Wax lips are a novelty candy made from food-grade paraffin wax which has been flavored, dyed red, and molded into the form of a pair of oversized lips. This candy has been used in practical jokes since the early twentieth century, and many candy stores stock some form of wax lips, especially if they specialize in nostalgic candy items. It is also possible to order wax lips directly from a variety of candy distributors, although you may want to consider the season when you order, as this candy is very prone to melting.
The history of wax lips starts with the American Candy Company, which was founded in the late 1800s. In the early 1900s, the company established a niche for itself by making an assortment of wax novelty candies, which were designed to be enjoyed and then used like gum. Wax lips turned out to be a popular offering, and many people who grew up in the middle of the 20th century recall wax lips with great fondness. In 2002, the company faced bankruptcy, due to changes in the candy industry, and it was purchased by Canadian-based Concord Confections, which was acquired by Tootsie Roll Industries in 2004.
Tootsie Roll Industries produces wax lips under the “Wack-O-Wax” lips label, along with other wax gag gifts like wax fangs for would-be vampires.
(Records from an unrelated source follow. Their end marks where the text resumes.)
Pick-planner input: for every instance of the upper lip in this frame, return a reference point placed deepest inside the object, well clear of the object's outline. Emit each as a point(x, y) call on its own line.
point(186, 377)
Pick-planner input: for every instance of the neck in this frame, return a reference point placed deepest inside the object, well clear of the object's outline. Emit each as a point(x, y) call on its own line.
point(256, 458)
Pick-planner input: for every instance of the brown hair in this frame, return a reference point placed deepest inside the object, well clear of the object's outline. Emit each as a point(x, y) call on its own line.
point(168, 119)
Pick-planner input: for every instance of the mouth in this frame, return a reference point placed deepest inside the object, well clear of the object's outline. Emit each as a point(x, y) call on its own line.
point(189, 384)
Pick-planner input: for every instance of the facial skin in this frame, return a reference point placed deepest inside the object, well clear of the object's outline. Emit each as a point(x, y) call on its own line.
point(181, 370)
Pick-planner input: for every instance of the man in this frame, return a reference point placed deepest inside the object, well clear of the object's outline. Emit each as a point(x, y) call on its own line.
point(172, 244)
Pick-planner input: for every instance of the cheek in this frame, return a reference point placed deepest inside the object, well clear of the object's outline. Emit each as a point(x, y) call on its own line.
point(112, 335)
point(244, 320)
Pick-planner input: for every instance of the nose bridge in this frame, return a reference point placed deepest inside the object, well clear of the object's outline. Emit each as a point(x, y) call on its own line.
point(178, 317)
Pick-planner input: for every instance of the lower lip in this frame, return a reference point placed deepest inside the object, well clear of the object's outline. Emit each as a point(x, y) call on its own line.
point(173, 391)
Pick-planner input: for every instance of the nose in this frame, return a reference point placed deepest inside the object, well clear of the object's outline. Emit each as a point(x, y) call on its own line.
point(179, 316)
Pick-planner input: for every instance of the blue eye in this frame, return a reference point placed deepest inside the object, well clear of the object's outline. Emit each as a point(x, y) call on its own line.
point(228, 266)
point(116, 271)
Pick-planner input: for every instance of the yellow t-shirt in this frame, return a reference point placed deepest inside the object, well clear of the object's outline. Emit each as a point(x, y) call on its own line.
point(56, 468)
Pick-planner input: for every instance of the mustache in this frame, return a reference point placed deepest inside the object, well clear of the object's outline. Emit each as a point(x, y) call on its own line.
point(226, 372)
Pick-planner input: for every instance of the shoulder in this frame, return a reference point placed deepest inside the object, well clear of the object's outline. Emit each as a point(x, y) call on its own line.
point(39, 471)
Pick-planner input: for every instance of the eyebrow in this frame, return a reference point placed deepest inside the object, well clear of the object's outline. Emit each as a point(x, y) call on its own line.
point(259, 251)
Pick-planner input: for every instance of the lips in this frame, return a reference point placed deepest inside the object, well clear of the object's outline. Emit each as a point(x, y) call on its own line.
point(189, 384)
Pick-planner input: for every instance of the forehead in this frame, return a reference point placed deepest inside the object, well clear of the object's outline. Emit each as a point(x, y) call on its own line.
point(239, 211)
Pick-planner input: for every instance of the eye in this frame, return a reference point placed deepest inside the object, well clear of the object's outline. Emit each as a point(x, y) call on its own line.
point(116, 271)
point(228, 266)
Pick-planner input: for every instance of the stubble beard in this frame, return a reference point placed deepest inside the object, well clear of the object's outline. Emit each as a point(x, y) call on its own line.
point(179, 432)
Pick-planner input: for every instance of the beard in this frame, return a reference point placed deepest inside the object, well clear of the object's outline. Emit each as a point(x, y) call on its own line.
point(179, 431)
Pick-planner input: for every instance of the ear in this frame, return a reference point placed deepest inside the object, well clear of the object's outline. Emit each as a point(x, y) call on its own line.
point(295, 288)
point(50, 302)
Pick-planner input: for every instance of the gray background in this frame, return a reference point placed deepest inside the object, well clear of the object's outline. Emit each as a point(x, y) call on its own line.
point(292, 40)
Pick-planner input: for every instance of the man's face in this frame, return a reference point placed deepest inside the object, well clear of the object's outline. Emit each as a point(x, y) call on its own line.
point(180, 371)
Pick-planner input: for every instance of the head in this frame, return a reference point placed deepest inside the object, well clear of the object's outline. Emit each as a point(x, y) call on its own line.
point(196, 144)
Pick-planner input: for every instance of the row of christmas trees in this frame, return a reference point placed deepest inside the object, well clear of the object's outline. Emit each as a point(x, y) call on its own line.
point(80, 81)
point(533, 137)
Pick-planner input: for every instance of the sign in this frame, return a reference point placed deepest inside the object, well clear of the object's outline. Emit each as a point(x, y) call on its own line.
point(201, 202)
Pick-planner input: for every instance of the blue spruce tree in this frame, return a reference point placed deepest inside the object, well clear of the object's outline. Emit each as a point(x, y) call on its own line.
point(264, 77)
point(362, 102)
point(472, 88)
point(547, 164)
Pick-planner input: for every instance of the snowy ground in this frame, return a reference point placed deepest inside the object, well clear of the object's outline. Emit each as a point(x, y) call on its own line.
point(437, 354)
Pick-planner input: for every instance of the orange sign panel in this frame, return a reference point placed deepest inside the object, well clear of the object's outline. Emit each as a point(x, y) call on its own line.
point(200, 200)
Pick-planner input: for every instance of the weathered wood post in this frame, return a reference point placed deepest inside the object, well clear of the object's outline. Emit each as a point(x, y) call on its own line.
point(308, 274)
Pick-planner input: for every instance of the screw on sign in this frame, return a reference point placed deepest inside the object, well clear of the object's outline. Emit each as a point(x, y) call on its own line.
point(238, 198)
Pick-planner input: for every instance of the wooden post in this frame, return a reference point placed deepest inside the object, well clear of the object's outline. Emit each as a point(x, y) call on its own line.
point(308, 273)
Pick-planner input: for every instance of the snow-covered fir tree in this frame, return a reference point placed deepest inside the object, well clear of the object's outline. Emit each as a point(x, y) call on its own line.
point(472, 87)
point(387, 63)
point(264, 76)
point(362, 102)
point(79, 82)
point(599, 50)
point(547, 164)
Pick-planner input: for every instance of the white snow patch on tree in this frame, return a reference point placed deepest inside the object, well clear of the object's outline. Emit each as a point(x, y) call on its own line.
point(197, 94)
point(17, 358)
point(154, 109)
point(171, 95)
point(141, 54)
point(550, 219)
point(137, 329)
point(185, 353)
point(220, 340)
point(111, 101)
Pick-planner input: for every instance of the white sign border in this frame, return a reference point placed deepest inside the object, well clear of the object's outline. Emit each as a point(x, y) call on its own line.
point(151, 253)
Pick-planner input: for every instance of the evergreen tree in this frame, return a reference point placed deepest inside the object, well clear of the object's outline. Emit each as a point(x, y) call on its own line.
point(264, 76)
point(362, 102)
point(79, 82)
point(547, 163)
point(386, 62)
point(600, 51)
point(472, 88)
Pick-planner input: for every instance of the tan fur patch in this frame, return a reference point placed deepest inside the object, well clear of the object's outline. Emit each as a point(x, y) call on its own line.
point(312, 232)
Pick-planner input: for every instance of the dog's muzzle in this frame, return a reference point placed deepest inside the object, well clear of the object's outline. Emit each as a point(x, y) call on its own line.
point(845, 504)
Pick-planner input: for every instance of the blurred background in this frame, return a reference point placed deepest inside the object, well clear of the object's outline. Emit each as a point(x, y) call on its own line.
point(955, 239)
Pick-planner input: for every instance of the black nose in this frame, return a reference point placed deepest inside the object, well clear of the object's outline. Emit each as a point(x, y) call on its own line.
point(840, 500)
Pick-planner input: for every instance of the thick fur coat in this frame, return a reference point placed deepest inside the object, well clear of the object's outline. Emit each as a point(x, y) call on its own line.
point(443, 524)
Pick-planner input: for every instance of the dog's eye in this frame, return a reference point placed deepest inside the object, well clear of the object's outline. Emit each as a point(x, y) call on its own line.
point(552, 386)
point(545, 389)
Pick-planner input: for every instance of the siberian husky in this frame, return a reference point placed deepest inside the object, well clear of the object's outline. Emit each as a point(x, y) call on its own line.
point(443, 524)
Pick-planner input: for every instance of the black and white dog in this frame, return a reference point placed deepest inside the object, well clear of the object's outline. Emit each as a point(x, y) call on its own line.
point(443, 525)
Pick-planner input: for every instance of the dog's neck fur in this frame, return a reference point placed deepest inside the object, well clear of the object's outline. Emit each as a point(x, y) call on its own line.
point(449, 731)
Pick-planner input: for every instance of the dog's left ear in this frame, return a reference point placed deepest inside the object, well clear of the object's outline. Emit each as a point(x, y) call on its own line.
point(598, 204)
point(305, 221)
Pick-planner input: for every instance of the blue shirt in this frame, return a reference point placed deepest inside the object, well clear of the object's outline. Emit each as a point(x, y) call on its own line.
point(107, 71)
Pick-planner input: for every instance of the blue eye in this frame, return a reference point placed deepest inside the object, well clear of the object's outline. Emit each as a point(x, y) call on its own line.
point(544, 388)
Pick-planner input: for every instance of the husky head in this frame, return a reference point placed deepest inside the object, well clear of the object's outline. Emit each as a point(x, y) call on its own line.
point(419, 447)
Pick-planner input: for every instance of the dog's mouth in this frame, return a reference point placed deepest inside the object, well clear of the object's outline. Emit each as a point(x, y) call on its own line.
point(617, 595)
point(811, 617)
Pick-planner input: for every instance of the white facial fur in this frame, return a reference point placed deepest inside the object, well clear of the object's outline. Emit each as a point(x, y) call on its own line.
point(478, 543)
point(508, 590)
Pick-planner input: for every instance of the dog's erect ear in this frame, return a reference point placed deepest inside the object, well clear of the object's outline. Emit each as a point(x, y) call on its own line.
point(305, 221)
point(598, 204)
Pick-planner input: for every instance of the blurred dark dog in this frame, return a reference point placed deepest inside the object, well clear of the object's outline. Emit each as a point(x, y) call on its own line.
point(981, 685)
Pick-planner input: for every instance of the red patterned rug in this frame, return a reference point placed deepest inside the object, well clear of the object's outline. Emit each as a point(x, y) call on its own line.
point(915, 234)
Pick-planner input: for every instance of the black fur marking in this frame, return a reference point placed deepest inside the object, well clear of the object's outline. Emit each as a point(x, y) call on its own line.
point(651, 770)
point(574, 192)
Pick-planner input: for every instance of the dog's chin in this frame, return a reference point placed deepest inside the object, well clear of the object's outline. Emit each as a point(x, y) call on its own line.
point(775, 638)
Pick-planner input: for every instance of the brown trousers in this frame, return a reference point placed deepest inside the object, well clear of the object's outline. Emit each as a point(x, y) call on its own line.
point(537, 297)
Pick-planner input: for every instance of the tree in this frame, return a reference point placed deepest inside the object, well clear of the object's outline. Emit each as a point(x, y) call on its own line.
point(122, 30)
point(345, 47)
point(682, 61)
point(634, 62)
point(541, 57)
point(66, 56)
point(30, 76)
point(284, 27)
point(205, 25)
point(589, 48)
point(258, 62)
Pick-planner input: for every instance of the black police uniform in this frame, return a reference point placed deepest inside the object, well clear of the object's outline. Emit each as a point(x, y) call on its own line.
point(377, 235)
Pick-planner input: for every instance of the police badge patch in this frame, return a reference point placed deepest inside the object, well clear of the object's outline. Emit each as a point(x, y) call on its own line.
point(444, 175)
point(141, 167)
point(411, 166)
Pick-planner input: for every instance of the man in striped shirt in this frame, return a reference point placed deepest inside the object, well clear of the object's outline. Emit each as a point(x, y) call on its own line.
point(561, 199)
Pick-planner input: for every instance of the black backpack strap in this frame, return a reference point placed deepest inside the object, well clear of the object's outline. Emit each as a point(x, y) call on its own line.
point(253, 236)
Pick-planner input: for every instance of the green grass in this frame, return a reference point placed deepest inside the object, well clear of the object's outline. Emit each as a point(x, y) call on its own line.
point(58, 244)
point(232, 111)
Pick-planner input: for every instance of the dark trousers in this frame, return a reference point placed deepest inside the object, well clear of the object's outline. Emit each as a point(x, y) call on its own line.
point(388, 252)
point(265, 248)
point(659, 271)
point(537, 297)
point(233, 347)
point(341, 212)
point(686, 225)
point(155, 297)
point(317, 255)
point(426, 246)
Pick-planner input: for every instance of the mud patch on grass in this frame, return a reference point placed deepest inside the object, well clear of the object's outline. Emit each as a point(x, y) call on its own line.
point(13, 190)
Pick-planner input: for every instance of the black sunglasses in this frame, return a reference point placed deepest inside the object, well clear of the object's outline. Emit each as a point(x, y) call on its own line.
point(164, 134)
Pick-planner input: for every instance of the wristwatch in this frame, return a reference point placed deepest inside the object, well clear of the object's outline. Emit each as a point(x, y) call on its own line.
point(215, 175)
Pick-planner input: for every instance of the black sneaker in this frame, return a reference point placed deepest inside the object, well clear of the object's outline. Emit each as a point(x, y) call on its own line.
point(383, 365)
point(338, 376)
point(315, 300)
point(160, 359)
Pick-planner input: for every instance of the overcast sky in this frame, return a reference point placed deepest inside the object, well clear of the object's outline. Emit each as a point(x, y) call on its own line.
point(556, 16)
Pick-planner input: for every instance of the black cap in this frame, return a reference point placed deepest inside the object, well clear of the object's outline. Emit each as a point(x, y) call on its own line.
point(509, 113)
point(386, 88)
Sales of the lips tend to do particularly well around Halloween, when they often appear in children's costumes. Tootsie Roll's wax lips are typically flavored with cherry, and they have the same slightly granular texture which many people associate with the original American Candy Company confection.
The mold for wax lips includes a flat bite plate in the back of the lips, making it easy for people to grip the lips between their teeth. The effect is often quite comic, especially on a small face, with the outrageously large lips seeming quite silly and very out of proportion. Given the flavor and texture of wax lips, many people use them exclusively for fun, discarding them when they are finished rather than chewing them as a gum.
The formula for Wack-O-Wax lips is proprietary, although with a bit of hunting, you can probably find several imitators on the market. In all cases, the paraffin wax they are made with is designed to be safe to chew, but it probably should not be swallowed in large quantities. Because paraffin cannot be digested, it generally travels through the intestinal tract without creating a noticeable effect, but large chunks could cause discomfort. Food grade paraffin, incidentally, is used in the production of many other candies, and also to coat cheeses.